A "Casual" Peek into the World of Casting Couch by BhaDiPa

September 20, 2018

Stand-up comedy might be the trend today but it has long lived in Maharashtra with alternate names such as “kathaa-kathan” and “one-man stand-up talk show”. Pu. La.Deshpande, Da. Ma. Mirazdaar, Shankar Patil could send people reeling to stitches then and they can to it now. Their scripts however were lengthier, more descriptive, humour was built organically by bringing paradigm shifts to the way we see situations we live rather than by roasting a person/s, event etc. There was grace, deep insights from life fully-lived, heart-warming conclusions to a tale of mirth; something iconic and ever green. Times changed so did comic expression, towards 90s' we see a hurricane called Shirish Kanekar with his slightly wayward style of critiquing. A harsh, acerbic humour but once again very attractive because it was born from deep knowledge, care and fruitful investment in the subjects and persons he discussed which was mainly hindi cinema and cricket (ref: Fillambaji, Fatkebaji). But that’s still 90s, from then till now seems to have been the dry patch of Marathi stand-up comedy.

 

There were frugal attempts but none noteworthy, hence we saw Marathi lovers of comedy drift to other languages and more often stick to endless repetitions of old kathakathans. I am one such. But this year (I know rather late) I stumbled upon Casting Couch with Amey and Nipun produced by Bha Di Pa. and the name itself made me smile. I think that’s the first feather in their cap. When I saw the show I was zapped. There are many aspects of it that can lead to endless debates of plus and minus points but let me state here what I loved best about them: The thread-bare sets: I have no clue with what intention they have kept them thread bare, is it because ‘these two are always impoverished strugglers, they can’t afford fancy sets’ philosophy or they are consistent with theatre philosophy and they have used it well. I hope it’s the latter. The bare set makes them and their guests and their antics so much more compelling a watch! Master stroke!

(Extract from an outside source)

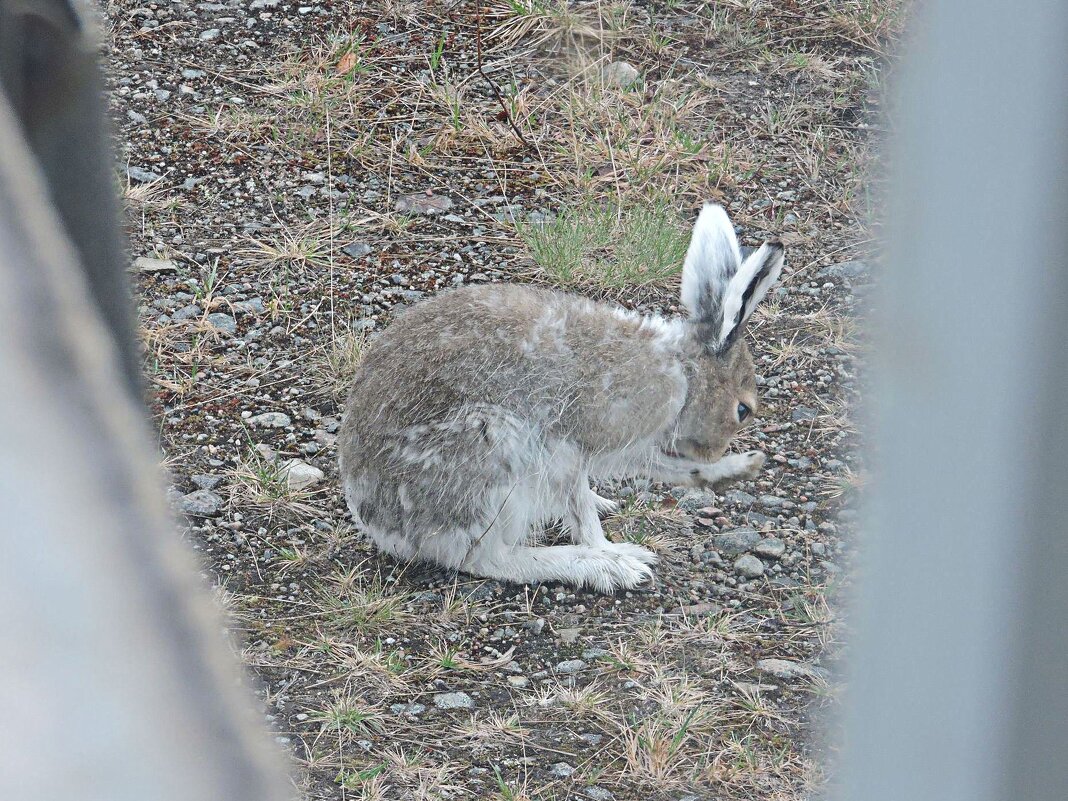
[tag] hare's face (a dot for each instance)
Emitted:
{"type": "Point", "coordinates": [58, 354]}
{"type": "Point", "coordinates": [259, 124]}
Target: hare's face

The boys and Paula: I mean all three boys here, Amey, Nipun and the ghost of Sarang Sathaye who lives through “casual” mentions in front of and behind the camera and Paula who provides a stark contrast by being realistic and reasonable in face of cumulative chaos that seems afoot. Ameya is great. He is an actor and that is apparent. Sarang Sathaye is great, good direction. And I am going to write a paragraph on Nipun because he is my most favourite thing about the entire show.


The holistic feel: every aspect of the script, their dialogues, dialogue delivery, those t-shirts, sets, general body language everything is much in sync with the general theme of their repeated failed attempts at getting anyone to agree to work with them. With such an atmosphere anyone would refuse. All aspects of it are believable, there is humour drawn from small things, there is a swift clarity that absolute failure always has (I refer to the scripted failure of finding actors, breaks, chances for employment with big banners etc.) NIPUN: he is my personal favourite. His direction I cannot speak of because I am yet to see anything he has directed but he surely has a brilliant sense of comic timing, which, incidentally is more rare than perfectly delivering the script. But I like him more for his subtlety. The subtle tilt of head when someone = praises him, a quick look of disbelief at the camera, the “casual” body language, all of it is deeply engaging. Plus he seems perpetually and truly nervous about hosting all these stars that stray their paths. It doesn’t seem like acting; what can be a bigger hallmark of an actor! Infinitely humorous because you need to see him in context to the entire frame to understand those seemingly minuscule actions that actually play a deeper role at genuine humour generation than a flawless execution of script ever could.


Of course, there will be 100 points of contention. There will be times when we compare this to P.L. or Mirajdaar and talk about “lowered standards” etc. but it is imperative to understand that the two categories are entirely different and so are their audiences. The modern audience lacks the time, patience and cultural context required to absorb P.L, Mirajdar etc. what these boys are doing is good in the context and audience which it is serving. Hence, to draw these parallels is futile to say the least. They have mastered the art of generating an integrated and holistic feel of all that their core message is and that too in these times in an achievement by itself.